SIRS is an inflammatory state affecting the whole body. It is the body's response to an infectious or noninfectious insult. SIRS is closely related to sepsis, in which patients satisfy criteria for SIRS and have a suspected or proven infection (11).

Reseach in sepsis has shown:
  1. PDH-complex activity is impaired in sepsis (12).
  2. DCA reactivates PDH-complex activity in a mice model of sepsis (using  Seahorse Technology). This rebalanced innate and adaptive immunity(12).
  3. There is a metabolic switch between carbohydrate-fuled hyperinflammation to lipid-fueled hypo-inflammation in sepsis (13).
  4. A sepsis-model with LPS-treated monocytes showed (14):
    * a block at isocitrate in the TCA cycle
    * a block at succinate dehydrogenase in the TCA-cycle (thereby limiting FAD)
    * decreased succinylcarnitine
    * increased itaconate
  5. Increased oxygen consumption for anabolism during hyper-inflammation in sepsis switch to decreased oxygen consumption during the hypo-inflammatory phase. The immunometabolic paralysis and the catabolic low-energy state is similar to hibernation (13, 14).
  6. There is a sepsis-associated dysfunction of the mitochondrial respiratory system. Mitochondria may be challenged by mediators of inflammation that impair oxygen utilization ( cytopathic hypoxia) (15).

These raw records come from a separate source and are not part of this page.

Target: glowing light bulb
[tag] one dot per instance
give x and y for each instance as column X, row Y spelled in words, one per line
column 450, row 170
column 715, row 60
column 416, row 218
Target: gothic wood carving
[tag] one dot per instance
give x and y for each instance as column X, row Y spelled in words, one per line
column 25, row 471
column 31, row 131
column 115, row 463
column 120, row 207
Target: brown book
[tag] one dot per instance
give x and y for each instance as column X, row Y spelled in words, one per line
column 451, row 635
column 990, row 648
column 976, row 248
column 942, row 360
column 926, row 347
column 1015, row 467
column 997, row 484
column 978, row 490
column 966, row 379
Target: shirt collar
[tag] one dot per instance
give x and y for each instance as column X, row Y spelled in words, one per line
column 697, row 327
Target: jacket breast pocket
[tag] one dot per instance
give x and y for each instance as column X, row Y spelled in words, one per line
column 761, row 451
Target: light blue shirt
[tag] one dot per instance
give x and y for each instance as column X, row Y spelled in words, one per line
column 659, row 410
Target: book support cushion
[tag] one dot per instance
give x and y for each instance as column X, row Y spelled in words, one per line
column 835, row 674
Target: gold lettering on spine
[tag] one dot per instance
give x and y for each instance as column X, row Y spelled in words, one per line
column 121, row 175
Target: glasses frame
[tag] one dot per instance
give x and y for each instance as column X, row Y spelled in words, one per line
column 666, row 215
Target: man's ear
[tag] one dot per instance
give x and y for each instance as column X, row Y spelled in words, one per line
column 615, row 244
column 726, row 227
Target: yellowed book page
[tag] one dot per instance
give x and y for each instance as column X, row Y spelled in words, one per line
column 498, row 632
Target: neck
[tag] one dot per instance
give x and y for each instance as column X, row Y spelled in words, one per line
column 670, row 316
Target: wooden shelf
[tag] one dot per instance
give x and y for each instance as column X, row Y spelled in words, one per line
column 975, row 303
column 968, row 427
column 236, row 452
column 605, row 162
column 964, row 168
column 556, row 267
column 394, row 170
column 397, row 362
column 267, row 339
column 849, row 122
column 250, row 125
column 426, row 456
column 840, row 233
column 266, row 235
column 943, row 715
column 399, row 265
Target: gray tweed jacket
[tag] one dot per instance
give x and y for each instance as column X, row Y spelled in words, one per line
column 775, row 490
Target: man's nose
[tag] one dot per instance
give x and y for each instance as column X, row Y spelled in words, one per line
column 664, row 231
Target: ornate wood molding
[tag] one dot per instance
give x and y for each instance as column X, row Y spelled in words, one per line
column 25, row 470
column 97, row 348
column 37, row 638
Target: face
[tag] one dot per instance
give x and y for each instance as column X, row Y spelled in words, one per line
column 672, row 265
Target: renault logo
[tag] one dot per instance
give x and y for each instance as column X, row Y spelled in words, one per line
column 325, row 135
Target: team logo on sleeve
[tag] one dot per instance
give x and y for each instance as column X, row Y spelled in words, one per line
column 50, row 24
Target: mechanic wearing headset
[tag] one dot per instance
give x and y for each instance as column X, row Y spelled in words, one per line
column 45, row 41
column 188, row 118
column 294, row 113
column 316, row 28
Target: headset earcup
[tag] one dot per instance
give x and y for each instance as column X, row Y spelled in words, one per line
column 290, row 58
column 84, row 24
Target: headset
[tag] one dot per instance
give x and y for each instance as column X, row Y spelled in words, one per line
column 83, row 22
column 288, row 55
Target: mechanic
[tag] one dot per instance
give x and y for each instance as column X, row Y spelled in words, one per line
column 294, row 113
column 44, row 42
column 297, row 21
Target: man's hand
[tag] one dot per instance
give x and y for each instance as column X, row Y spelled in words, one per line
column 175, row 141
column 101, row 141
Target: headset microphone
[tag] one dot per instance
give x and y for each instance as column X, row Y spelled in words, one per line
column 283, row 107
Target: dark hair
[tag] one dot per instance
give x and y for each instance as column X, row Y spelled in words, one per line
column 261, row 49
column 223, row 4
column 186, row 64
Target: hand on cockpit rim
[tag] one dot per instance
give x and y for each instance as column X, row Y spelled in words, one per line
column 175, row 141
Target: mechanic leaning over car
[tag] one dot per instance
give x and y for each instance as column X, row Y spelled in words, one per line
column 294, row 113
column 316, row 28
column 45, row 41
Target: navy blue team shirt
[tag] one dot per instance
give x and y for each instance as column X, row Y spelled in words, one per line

Use the knowledge from research in sepsis to solve ME

ME is not sepsis, but we can be inspired by research in sepsis to create new studies in ME. Fx. we could measure itaconate. Is it involved in ME?
And we could incubate monocytes from ME patients with DCA in the Seahorse. Would the hibernation be resolved?

DCA is toxic, but there are other medications that may be repurposed to ME.

ME is not the only disease with flat batteries. Several scientists are looking into the metabolic shut-down, which follows a wide range of insults to the body (16).

Information from professor Systrom at the NIH ME/CFS Conference 2019: 40% of the ME patients have small fiber neuropathy (17). Interestingly, small nerve fibers are impaired in patients with sepsis (18).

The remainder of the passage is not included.